Mactan, Cebu—The banks as unwitting recipients of funds stolen from GCash accounts have returned 80 percent or just under P30 million of the estimated P37 million that fraudsters carted away from irate account holders last week, Bangko Sentral ng Pilipinas governor Felipe M. Medalla said.
At the sidelines of a workshop/meeting of the Financial Stability Board – Regional Consultative Group for Asia in Cebu today, Medalla said the banks reported having returned the stolen funds back to the various GCash accounts.
“Fortunately, GCash is fast; they traced the two bank accounts where most of the stolen money were lodged. In fact the two banks told me they have restored the money to GCash,” Medalla said.
He said the bank account holders claimed their accounts were merely “lent” to persons whose identities the authorities are verifying even now, otherwise those same account holders face criminal prosecution.
Medalla expressed relief that the GCash fiasco proved a case of phising, where one is fooled into revealing sensitive account details such as passwords, rather than the more serious case of hacking which puts the entire mobile money infrastructure into doubt.
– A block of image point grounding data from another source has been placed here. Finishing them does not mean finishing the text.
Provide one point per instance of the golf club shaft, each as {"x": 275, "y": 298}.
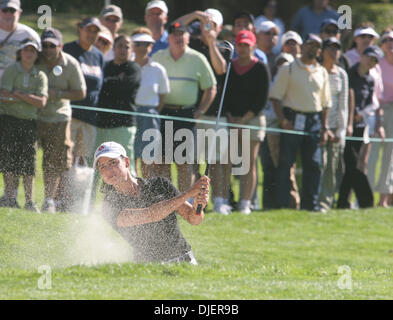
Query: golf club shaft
{"x": 213, "y": 145}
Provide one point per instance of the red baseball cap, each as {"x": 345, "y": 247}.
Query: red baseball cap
{"x": 246, "y": 36}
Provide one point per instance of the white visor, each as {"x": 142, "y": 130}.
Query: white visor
{"x": 369, "y": 30}
{"x": 142, "y": 37}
“It turns out in this particular case, it is phishing. For some reason, they (scammers) were able to convince the person to give their one-time password despite all the warnings never share the OTP,” Medalla said.
According to him, a large part of the money were still deposited in two banks when the scammers were caught by GCash trackers.
“Of course, it is better if this did not happen at all. But our source of comfort is that this was not hacking,” he reiterated.
Medalla explained the most stringent security measure in digital banking is useless against account holders who shares their OTP with scammers who exploit a person’s greed.
“The last level of protection is the OTP. In other words, the only way that (access to one’s personal account) happens is if there’s somebody on the other side (for you to share your OTP) and who’s very convincing,” he noted.